= İlhan Aksay =

American materials scientist

İlhan Arif Aksay (born 1944) is an American materials scientist. He is the Pomeroy and Betty Perry Smith Professor in Engineering and Emeritus Professor of Chemical and Biological Engineering within the School of Engineering and Applied Science at Princeton University, Princeton, New Jersey, United States

In 2010, Aksay was elected into the National Academy of Engineering for advances in ceramic processing methods, biologically inspired materials processing, and field-induced layering of colloidal crystals.

==Education and academic career==
Aksay earned his B.Sc. (1967) in Ceramic Engineering at the University of Washington, Seattle, and his M.Sc. (1969) and Ph.D. (1973) in Materials Science and Engineering at the University of California, Berkeley under the supervision of Joseph Adam Pask. Prior to joining Princeton in 1992, his teaching and research affiliations included appointments at the University of Washington, Seattle (1983–92); University of California, Los Angeles (1981–83); the Middle East Technical University, Ankara, Turkey (1975–81); and Xerox Corporation, Webster Research Center, Webster, New York (1973–75).

===Research===
His research activities include the processing science of materials with emphasis on bio-inspired methods of self-assembly, thermodynamics and phase equilibria, diffusion and structural studies in ionic systems. His most recent work on functionalized graphene produced through thermal reduction of graphene oxide demonstrated many advantages in technologies ranging from nanocomposites to electrochemical devices for chemical sensing, energy harvesting, and energy storage.

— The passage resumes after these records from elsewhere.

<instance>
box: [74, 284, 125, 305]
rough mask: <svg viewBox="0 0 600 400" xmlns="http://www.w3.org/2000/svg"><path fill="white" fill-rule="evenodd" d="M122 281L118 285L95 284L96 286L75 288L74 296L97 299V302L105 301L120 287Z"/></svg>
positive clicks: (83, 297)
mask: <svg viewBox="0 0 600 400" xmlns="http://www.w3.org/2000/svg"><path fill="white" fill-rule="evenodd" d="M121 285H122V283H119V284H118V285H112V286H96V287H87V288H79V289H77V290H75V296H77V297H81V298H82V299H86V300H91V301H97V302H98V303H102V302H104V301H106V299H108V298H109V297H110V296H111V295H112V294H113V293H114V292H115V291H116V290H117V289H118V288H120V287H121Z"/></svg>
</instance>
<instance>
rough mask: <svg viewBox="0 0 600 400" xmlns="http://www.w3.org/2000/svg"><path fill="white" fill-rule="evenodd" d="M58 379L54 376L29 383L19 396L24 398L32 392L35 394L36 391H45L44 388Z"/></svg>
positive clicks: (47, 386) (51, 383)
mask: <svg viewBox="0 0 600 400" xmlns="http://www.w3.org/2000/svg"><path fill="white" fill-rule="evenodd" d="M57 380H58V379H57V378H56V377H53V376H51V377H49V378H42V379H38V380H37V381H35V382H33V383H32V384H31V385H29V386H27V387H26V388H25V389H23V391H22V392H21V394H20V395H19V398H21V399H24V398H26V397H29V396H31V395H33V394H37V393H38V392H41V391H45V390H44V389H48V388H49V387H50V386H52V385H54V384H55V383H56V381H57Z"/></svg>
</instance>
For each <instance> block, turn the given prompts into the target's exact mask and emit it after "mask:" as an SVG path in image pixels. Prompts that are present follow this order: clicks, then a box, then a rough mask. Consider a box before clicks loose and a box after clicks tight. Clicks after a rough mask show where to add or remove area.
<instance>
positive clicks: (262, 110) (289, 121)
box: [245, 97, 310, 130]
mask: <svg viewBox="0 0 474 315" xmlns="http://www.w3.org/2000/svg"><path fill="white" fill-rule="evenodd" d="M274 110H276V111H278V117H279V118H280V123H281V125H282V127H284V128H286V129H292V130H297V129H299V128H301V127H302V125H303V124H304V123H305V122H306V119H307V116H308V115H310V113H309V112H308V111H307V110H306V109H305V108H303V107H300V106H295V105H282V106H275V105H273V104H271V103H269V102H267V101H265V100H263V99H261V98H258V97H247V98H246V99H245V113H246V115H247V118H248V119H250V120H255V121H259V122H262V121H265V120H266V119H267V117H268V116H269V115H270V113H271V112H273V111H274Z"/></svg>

==Awards and achievements==
Aksay is a member of the U.S. National Academy of Engineering, NAE (2010), the Science Academy, Turkey (2012), and the U.S. National Academy of Inventors, NAI (2014). He is also a Fellow of the American Association for the Advancement of Science (AAAS), the American Ceramic Society, and an honorary member of the Materials Research Society - Japan. He received the Richard M. Fulrath (1987) and the Edward C. Henry (2000) Awards of the American Ceramic Society, the Charles M. A. Stine Award of the American Institute of Chemical Engineers (1997), and the Turkish National Medal of Science (Tübitak) (2001). In recognition of his research and efforts in promoting technology transfer, he was named the Puget Sound (Washington State) Engineering Council's 1988 Academic Engineer of the Year.